CEO Bob Rhatigan named “Top Aesthetics CEO”
Key products Xeomin® and Ultherapy® recognized with best-in-class awards
For the second year in a row, Merz has been recognized as the “Top Aesthetics Company” by Aesthetic Everything® and Bob Rhatigan has been named the “Top Aesthetics CEO.” As part of the annual Aesthetic and Cosmetic Medicine Awards, Merz executives and products were also recognized with 14 additional award wins – 16 total wins overall.
“It is an honor for Merz to be recognized for our products, executives and initiatives by Aesthetic Everything,” said Bob Rhatigan, CEO, Merz Americas. “These awards are a true testament to our commitment and dedication to customers and patients as we strive every day to deliver meaningful results that bring about real progress.”
The full list of awards includes:
• “Top Aesthetics Company” – Merz
• “Top Aesthetics CEO” – Bob Rhatigan
• “Top Aesthetics Chief Commercial Officer” – Patrick Urban
• “Top Aesthetics Vice President” – Jeff Castillo
• “Top Aesthetics Marketing Executive” – Roberto Casas
• “Top Minimally Invasive Procedure” – Xeomin®
• “Top Non-Surgical Procedure” – Ultherapy®
• “Top Skincare Device” – Ultherapy®
• “Top Dermal Fillers” – Radiesse® and BELOTERO BALANCE®
• “Top Body Shaping Device” – Cellfina®
• “Top Skin Care Line” – Neocutis®
• “Top Spa Skin Care Line” – Neocutis®
• “Top Scar and Skin Repair Line” – Mederma®
• “Top Training Center” – Merz Institute for Advanced Aesthetics (MIAA)

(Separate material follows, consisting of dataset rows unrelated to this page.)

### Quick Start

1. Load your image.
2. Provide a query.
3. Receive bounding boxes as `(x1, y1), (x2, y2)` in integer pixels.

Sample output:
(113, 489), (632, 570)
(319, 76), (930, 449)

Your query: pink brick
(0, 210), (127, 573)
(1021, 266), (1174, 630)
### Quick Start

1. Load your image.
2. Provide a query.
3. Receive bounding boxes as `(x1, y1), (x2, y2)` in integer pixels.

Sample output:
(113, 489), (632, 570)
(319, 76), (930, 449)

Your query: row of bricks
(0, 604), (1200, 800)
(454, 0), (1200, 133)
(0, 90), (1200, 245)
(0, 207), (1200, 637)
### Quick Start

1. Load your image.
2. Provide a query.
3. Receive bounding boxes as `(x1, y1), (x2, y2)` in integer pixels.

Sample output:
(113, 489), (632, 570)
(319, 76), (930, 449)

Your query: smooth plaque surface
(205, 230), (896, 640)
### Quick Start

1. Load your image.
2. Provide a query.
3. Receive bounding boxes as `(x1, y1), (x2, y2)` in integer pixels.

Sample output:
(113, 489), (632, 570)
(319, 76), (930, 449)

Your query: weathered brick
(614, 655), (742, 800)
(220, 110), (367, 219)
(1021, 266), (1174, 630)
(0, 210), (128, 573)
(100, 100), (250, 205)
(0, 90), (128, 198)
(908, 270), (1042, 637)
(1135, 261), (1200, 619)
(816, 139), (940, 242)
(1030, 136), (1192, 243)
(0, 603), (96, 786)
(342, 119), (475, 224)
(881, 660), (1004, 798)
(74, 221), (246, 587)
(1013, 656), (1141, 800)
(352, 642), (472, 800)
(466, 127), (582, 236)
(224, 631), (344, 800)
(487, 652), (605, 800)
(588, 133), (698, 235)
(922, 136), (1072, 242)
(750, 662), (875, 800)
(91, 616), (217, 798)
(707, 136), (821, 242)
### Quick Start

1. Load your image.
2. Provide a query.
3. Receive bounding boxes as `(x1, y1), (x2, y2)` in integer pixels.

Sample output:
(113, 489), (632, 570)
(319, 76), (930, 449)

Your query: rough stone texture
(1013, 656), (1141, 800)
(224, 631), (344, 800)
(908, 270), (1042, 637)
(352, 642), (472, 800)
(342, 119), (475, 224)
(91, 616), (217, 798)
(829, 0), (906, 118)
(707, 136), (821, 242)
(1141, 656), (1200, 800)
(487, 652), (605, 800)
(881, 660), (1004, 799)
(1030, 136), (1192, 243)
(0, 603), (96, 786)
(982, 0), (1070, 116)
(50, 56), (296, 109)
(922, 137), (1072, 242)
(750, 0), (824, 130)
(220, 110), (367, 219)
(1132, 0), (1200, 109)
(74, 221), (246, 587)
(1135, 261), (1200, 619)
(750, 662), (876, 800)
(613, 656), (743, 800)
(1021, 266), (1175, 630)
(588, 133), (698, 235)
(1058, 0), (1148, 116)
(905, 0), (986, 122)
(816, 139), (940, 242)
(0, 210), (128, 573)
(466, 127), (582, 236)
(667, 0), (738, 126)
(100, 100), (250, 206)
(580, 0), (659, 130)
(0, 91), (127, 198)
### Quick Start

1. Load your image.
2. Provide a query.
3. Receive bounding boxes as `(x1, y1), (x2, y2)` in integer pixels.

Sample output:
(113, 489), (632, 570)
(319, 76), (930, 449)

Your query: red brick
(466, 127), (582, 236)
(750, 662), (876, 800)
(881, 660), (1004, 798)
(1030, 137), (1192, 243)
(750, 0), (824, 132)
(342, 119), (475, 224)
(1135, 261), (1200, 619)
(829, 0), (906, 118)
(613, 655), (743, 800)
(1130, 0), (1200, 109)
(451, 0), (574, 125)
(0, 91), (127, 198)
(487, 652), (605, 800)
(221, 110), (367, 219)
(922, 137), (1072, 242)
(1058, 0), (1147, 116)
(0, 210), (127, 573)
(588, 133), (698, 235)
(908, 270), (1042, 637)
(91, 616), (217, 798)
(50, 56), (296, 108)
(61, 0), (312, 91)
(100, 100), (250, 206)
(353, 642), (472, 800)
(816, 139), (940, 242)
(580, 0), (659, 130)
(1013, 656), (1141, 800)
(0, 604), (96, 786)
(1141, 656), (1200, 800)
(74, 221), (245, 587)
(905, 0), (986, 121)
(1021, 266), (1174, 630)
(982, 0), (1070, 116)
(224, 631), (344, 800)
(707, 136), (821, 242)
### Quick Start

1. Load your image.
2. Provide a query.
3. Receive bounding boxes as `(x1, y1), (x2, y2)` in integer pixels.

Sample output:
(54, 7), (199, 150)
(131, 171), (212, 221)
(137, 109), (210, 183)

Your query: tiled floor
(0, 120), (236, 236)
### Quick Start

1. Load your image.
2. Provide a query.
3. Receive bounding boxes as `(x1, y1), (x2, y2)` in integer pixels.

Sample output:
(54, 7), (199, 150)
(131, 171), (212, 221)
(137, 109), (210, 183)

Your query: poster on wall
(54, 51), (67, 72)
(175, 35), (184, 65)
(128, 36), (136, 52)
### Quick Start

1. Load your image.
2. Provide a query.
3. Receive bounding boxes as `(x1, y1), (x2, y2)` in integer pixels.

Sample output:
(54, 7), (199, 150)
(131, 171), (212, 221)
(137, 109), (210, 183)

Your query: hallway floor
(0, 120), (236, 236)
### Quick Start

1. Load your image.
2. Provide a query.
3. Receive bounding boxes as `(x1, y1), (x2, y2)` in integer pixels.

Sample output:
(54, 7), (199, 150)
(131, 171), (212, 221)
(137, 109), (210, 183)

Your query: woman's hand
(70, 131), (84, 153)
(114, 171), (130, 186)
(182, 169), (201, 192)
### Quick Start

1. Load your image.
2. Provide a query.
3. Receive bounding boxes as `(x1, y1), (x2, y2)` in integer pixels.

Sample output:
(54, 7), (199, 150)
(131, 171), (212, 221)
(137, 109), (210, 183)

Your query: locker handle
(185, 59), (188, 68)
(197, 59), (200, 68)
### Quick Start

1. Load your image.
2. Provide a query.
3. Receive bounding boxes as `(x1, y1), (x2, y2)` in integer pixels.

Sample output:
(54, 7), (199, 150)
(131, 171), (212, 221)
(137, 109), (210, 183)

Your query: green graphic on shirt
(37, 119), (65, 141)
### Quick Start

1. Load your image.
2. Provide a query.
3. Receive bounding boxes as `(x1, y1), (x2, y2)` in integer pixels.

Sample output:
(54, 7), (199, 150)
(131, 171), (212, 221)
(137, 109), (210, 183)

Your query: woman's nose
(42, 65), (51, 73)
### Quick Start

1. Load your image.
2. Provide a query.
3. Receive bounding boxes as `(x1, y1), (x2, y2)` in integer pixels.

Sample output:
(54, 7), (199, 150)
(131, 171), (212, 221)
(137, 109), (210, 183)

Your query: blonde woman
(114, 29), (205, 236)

• “Top Charitable Effort” – Merz Cares
Aesthetic Everything, the largest social network built exclusively for aesthetic professionals, announces award winners annually. More than 30,000 votes were cast in this year’s awards, applauding outstanding achievement in the aesthetic industry in areas of treatment, products, management, leadership and more.
Merz in the Americas
Merz has a direct presence in six countries in the Americas, as well as a network of selected professional distribution partners in South and Central America and the Caribbean. Merz in the Americas is headquartered in Raleigh, North Carolina, and has facilities in Mesa, Arizona, Franksville, Wisconsin, as well as offices in Toronto, Canada, Mexico City, Bogotá, Colombia, São Paolo, Brazil and Buenos Aires, Argentina. For more information, visit www.merzusa.com.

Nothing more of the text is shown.